Closed chongweiwu closed 1 year ago

chongweiwu commented 1 year ago

dear author, thanks for your excellent work. I have several questions about the tumor masks : first, wether the tumor used in the measurement contains the edema areas? second, have you done any post-treatment on the segmented tumor masks? third, what is the dilation structure, in your work, during the morphological dilation of tumors?

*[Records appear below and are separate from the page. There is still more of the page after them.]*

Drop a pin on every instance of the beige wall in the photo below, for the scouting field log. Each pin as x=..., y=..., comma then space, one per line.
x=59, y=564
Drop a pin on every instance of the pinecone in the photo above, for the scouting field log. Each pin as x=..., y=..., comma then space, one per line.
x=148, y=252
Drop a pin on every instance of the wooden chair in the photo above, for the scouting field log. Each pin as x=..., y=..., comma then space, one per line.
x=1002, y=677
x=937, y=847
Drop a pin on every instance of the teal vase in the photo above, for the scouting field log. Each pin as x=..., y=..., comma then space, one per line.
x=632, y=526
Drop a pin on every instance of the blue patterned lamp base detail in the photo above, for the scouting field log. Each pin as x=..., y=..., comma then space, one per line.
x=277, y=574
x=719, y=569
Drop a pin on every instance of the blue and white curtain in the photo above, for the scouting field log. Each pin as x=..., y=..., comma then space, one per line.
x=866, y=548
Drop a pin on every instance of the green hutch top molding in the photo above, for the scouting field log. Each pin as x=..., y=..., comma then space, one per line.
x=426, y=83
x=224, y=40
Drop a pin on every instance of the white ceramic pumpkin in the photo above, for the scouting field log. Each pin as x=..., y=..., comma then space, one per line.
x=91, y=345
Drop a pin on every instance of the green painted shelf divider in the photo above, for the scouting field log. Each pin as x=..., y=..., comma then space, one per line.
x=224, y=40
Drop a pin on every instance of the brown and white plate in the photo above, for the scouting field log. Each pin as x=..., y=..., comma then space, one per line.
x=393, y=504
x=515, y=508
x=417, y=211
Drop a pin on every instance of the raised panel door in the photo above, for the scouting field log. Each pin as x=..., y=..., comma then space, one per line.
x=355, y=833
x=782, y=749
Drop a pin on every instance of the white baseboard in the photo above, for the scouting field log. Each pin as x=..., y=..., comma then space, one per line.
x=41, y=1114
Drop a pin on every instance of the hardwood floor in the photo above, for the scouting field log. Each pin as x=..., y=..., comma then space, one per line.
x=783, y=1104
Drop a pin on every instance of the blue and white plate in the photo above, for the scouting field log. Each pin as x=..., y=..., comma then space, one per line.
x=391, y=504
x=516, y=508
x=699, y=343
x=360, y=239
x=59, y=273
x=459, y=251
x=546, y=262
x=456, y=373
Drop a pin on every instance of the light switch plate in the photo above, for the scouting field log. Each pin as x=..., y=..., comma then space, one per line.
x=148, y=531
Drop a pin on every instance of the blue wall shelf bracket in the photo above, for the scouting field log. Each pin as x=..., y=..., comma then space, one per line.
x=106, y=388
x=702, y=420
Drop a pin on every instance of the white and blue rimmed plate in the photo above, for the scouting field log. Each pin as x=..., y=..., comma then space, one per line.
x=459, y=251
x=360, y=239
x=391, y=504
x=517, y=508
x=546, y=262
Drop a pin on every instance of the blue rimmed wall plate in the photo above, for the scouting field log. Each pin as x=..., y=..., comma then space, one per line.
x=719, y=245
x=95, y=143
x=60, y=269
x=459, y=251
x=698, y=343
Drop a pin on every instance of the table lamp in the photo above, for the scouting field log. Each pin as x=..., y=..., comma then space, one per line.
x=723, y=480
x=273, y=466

cwmok commented 1 year ago

Dear @chongweiwu,

  1. During the evaluation, the tumor mask we used only contained the tumor core (whole tumor without the edema).
  2. No, we don't have any post-processing to the segmented tumor masks.
  3. The structure we used is an element with square connectivity equal to one. (scipy.ndimage.binary_dilation)
chongweiwu commented 1 year ago

I am really appreciate for your detailed reply. I’m worried that my divided two landmarks sets may differ from yours, so can you provide me with the source code, dilated tumor images or the divided two landmarks sets? my email adress is chongweiwu@hust.edu.cn thanks

cwmok commented 1 year ago

Suppose tumor_seg is a segmentation map of the tumor core, we first do the binary dilation as follows:

from scipy.ndimage import binary_dilation tumor_seg = binary_dilation(tumor_seg, iterations=30)

Then, to determine the class (tumor/non-tumor region) of each landmark, a simple if-else statement is used:

for i in range(Y_label.shape[0]):
    if tumor_seg[int(Y_label[i][0]), int(Y_label[i][1]), int(Y_label[i][2])] == 1:
        print("Tumor", Y_label[i])
        Y_label_tumor.append(Y_label[i])
        X_label_tumor.append(X_label[i])
    else:
        print("Non-Tumor", Y_label[i])
        Y_label_nontumor.append(Y_label[i])
        X_label_nontumor.append(X_label[i])
chongweiwu commented 1 year ago

Thank you again for your kindly reply!